Day 2- Facing the pain more - RELATIONSHIP CAPSULES
One day,
someone shared with me how she got her heart broken several times and had given
up on love.
She cried so hard and explained how she gave all her time, energy,
body, money, passion and strength to loving a man who ended up cheating on her
with her office colleague. I felt her pain. I did. I cuddled her as I was
speechless. You know, at that point, I could understand how much a hurting person
just needed silence and an opportunity to voice out their pain without being
judged, criticized or disturbed. I told her to cry. She needed it.
As I
listened to her story and pains, I began to reflect on my past relationship. I
got interested in digging out why things went wrong from my end. I tried to
pluck out lessons I could hold on to in life. I needed to heal also.
According
to research, psychologist states that, the pain a person feels during an
emotional trauma equals to a physical pain. As much as I was trying to soothe
her, her story sparked up the part of me that needed to be healed. How can a
hurting person heal another? But yet, I kept still.
I
remembered that when mine happened, I felt it was better for the earth to
swallow me. I didn't expect it. I fought for the relationship. I tried all I
could to make it work. I gave my all and I got shattered. "This couldn't
be happening", I thought.
For every
single person I explained my predicament to, they could feel the energy in my
pain. It was real and hurting. Every part of me wanted answers, wanted healing
and love again. It was hard. I remember making a little prayer out to God. I
said, "Help me not to love a man this much again". That was also an
unconscious belief I had to later work on.
I needed to
face the pain and I also wanted her to let it out too.
I have
learnt that you cannot overcome what you do not face.
You can't
ignore not being hurt. You know it. It's right there in your pounding heart.
Sometimes,
our efforts to hide the pain and cope with it lead us into more unhealthy acts.

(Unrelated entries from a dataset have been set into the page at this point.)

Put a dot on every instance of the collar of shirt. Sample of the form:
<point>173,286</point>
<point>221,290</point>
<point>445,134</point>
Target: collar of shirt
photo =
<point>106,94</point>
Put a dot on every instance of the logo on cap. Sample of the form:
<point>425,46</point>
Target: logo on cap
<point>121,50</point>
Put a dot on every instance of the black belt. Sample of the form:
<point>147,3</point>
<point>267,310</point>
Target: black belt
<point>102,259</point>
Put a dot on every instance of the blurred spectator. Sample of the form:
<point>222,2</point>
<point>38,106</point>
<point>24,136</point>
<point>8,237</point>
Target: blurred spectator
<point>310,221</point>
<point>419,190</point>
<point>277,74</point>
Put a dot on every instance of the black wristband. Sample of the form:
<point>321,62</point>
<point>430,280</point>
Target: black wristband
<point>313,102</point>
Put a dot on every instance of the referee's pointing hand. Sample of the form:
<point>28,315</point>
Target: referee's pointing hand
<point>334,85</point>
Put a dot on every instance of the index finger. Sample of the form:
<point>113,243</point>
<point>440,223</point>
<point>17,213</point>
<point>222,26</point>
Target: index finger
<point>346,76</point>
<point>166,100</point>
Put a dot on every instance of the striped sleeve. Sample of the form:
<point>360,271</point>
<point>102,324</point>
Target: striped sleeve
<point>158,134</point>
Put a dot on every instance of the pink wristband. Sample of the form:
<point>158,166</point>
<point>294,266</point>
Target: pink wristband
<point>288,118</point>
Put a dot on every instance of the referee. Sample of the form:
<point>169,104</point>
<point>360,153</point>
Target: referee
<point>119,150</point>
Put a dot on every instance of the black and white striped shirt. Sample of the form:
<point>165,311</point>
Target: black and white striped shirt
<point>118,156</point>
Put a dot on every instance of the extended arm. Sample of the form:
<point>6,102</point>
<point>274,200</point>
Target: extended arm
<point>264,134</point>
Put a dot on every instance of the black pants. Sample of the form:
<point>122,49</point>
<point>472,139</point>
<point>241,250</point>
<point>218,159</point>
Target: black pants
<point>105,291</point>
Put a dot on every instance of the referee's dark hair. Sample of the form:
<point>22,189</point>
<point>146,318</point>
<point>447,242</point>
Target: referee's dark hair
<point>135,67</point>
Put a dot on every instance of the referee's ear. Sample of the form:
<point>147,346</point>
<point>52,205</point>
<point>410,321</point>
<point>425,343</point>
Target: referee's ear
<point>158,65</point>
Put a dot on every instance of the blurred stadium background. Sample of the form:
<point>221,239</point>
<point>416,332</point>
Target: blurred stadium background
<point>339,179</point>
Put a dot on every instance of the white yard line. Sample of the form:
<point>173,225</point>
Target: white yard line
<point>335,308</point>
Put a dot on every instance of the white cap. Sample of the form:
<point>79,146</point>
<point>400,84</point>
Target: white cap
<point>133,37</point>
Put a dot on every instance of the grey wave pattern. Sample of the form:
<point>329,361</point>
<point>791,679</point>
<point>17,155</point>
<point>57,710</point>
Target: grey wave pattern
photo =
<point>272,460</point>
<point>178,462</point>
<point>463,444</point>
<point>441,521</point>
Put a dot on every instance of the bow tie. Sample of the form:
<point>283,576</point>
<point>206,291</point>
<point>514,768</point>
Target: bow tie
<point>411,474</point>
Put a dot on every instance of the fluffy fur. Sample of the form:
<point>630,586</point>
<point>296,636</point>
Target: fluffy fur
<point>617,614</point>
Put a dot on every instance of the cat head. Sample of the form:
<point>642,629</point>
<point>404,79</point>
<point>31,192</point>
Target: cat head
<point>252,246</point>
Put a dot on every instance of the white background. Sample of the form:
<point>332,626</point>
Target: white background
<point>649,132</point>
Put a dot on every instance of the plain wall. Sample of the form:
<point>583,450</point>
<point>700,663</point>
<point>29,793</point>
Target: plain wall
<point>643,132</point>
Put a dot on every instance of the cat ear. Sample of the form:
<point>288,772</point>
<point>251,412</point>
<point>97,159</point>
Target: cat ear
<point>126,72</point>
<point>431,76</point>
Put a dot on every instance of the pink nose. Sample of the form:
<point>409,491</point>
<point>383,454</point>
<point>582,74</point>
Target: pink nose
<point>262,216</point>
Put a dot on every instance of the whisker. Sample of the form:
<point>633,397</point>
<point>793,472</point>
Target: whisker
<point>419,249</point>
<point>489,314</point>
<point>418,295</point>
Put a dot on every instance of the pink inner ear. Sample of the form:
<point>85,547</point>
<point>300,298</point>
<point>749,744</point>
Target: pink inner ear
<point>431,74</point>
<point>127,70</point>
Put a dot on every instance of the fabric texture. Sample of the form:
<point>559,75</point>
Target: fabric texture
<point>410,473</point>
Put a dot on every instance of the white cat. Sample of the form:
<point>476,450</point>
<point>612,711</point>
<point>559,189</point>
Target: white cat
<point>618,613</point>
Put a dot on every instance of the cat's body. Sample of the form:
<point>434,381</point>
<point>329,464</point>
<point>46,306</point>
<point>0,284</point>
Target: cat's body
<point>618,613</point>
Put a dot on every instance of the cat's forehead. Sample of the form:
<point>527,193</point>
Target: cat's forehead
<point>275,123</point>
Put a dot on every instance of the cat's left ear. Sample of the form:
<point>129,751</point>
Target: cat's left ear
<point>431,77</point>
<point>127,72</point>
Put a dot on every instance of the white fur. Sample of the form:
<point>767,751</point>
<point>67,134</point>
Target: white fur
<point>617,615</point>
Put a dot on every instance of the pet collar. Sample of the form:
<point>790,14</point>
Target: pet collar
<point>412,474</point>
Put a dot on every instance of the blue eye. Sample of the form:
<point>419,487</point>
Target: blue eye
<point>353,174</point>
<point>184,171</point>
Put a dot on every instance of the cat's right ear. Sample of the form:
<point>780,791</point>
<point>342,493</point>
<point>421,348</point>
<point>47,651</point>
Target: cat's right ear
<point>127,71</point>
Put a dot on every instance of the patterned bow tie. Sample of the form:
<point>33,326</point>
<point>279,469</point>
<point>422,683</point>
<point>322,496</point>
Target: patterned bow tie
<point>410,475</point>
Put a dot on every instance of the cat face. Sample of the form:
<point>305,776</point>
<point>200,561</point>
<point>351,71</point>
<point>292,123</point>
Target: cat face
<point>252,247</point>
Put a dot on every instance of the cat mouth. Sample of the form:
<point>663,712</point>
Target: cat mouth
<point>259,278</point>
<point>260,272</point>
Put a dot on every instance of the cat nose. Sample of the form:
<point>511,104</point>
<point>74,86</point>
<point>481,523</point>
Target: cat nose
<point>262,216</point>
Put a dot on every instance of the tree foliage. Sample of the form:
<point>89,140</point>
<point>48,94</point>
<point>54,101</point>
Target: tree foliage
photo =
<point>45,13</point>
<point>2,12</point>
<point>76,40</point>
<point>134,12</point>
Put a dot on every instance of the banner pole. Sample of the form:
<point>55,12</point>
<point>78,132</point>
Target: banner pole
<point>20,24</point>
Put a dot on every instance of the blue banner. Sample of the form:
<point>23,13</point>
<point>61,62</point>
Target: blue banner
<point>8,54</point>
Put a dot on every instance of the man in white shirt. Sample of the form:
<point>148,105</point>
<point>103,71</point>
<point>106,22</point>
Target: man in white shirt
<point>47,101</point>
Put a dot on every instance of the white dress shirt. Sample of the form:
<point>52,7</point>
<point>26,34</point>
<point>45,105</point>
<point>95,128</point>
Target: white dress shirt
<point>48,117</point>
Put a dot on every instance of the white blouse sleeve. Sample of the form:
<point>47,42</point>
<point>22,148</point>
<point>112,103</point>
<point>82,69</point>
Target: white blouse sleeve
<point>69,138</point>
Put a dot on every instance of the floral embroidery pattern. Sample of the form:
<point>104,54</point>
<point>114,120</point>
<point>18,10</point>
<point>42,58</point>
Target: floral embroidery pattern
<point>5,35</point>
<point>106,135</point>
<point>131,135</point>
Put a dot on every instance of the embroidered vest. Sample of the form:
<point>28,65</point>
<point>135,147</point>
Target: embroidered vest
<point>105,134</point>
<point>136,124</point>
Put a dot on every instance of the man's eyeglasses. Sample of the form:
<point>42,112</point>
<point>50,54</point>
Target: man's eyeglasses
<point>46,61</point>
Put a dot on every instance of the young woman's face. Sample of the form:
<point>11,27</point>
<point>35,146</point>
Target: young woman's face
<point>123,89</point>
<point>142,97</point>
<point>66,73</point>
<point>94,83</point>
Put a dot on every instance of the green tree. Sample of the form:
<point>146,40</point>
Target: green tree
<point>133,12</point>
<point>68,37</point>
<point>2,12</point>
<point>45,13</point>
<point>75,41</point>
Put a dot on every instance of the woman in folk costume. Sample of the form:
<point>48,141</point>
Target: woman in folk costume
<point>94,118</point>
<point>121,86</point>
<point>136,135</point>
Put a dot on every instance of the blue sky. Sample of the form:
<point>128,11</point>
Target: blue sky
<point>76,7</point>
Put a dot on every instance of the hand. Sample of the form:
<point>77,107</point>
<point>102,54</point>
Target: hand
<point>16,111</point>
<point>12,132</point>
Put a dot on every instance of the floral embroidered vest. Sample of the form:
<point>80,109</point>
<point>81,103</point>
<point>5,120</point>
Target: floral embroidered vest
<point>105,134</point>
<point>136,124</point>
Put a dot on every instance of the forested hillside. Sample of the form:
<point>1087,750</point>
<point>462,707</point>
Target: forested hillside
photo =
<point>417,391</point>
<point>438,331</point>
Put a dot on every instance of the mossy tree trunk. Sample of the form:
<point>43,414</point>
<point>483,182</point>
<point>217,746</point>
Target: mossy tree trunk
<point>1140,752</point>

You see other people smiling and you just ask yourself, "Why me?"
In your bid
to hide your pain, you create an escape route via eating disorders leading to
"adding weight", drug, hatred, depression, aggression or keeping to yourself.
As I
confronted the pain, I began to realise how much I hadn't create time to find
out more about myself, discover my strengths, become valuable, understand my
personality and values, increase my attraction forces, become a likeable person
and more. I realised that I needed to pause and face the giants in my life. I
needed to celebrate my uniqueness before anyone could spot it in my life.
You must
discover more about yourself. You can overcome the pain. Time heals pain. With
God, all things are possible. You can choose not to end your life in more
worries, fear and anxiety. You can choose to re-write your story. You can
choose to be strong and make wiser decisions. You can choose to learn, seek
knowledge and find out how best to love again.
Your story
is not over. Can you flip another fresh page open?